Primero fueron Los Soprano; las cosas estaban empezando a cambiar en el mundo de la televisión y la cadena de nuestros amores despegó a la fama; fue un pequeño paso para la cadena, pero un gran paso para la historia de la televisión.  Quería ser un homenaje a películas del tipo El padrino o Uno de los nuestros (el tímido cameo de Scorsese es una buena prueba de ello), pero mostrado de una manera mucho más realista y desencantada, hasta con un cierto punto de parodia por decirlo así, ya que los gangsters son viejos, gordos y horteras, reflejando la decadencia de la mafia en la actualidad. Por lo visto la ley RICO ha hecho estragos, los delincuentes tienen mucho menos aguante y cualquier rata de tres al cuarto es capaz de delatar a sus compañeros a cambio de entrar en protección de testigos y vender el guión de su historia a Hollywood.
 
Boardwalk empire fue otra cosa: La HBO ya se había consagrado y por eso podía permitirse el lujo de que Scorsese participara de una manera mucho más activa, produciéndola y dirigiendo el episodio piloto.
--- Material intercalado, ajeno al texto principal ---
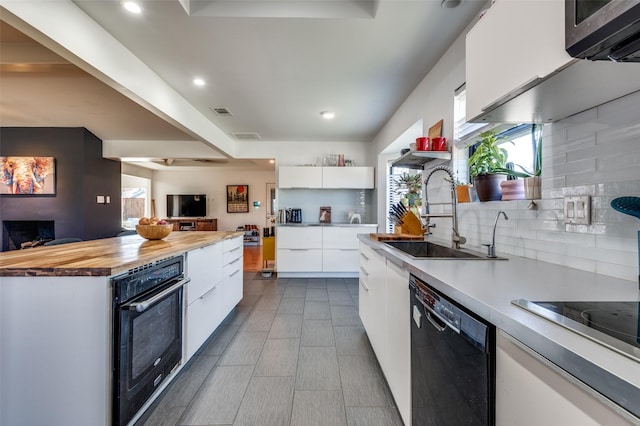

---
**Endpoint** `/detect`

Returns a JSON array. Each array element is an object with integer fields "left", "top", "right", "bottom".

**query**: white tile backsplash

[{"left": 430, "top": 92, "right": 640, "bottom": 282}]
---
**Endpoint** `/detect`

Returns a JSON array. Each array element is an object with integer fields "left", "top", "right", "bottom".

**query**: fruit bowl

[{"left": 136, "top": 224, "right": 173, "bottom": 240}]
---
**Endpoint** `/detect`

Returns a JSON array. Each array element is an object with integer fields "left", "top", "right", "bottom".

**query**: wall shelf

[{"left": 391, "top": 151, "right": 451, "bottom": 170}]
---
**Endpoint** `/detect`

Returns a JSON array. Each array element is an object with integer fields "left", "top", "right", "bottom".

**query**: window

[
  {"left": 122, "top": 175, "right": 151, "bottom": 229},
  {"left": 454, "top": 85, "right": 535, "bottom": 185}
]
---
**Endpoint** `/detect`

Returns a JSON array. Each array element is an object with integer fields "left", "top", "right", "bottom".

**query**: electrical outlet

[{"left": 564, "top": 195, "right": 591, "bottom": 225}]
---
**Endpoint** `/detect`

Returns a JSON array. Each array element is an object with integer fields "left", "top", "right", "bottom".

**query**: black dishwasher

[{"left": 409, "top": 275, "right": 496, "bottom": 426}]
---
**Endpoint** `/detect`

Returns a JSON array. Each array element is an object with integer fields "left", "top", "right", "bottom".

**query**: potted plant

[
  {"left": 468, "top": 130, "right": 507, "bottom": 201},
  {"left": 393, "top": 172, "right": 422, "bottom": 208},
  {"left": 496, "top": 124, "right": 542, "bottom": 200},
  {"left": 500, "top": 161, "right": 525, "bottom": 201}
]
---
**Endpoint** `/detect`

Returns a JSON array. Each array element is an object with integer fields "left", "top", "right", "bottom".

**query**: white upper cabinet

[
  {"left": 278, "top": 166, "right": 322, "bottom": 188},
  {"left": 322, "top": 167, "right": 374, "bottom": 189},
  {"left": 466, "top": 0, "right": 573, "bottom": 120},
  {"left": 278, "top": 166, "right": 322, "bottom": 188},
  {"left": 278, "top": 166, "right": 374, "bottom": 189},
  {"left": 465, "top": 0, "right": 640, "bottom": 123}
]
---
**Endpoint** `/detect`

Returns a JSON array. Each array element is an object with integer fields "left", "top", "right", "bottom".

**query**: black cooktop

[{"left": 511, "top": 299, "right": 640, "bottom": 361}]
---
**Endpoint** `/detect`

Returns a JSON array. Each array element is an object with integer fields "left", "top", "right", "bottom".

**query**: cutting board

[{"left": 369, "top": 233, "right": 424, "bottom": 241}]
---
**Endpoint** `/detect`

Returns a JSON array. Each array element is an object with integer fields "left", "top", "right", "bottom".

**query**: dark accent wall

[{"left": 0, "top": 127, "right": 121, "bottom": 248}]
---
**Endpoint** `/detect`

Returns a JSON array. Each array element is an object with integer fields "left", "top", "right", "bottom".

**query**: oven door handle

[{"left": 129, "top": 278, "right": 191, "bottom": 312}]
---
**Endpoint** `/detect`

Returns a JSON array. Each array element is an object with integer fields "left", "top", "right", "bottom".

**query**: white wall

[{"left": 152, "top": 167, "right": 276, "bottom": 231}]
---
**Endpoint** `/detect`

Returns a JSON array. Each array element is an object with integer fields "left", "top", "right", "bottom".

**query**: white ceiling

[{"left": 0, "top": 0, "right": 485, "bottom": 169}]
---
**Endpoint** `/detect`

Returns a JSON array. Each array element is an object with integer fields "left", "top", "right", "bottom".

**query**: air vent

[
  {"left": 232, "top": 133, "right": 262, "bottom": 141},
  {"left": 211, "top": 108, "right": 233, "bottom": 117}
]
Ahora la cadena era consciente de su poder, y se embarcó en una lujosa superproducción, con una maravillosa reconstrucción del Atlantic City de los años 20. Vivimos el comienzo de la edad de oro de los gangsters, en plena ley seca, por lo tanto todo era glamour y un mundo desconocido del que estaban comenzando a descubrir las posibilidades. Además, tiene el aliciente de que encontramos a viejos conocidos como Al Capone, Lucky Luciano...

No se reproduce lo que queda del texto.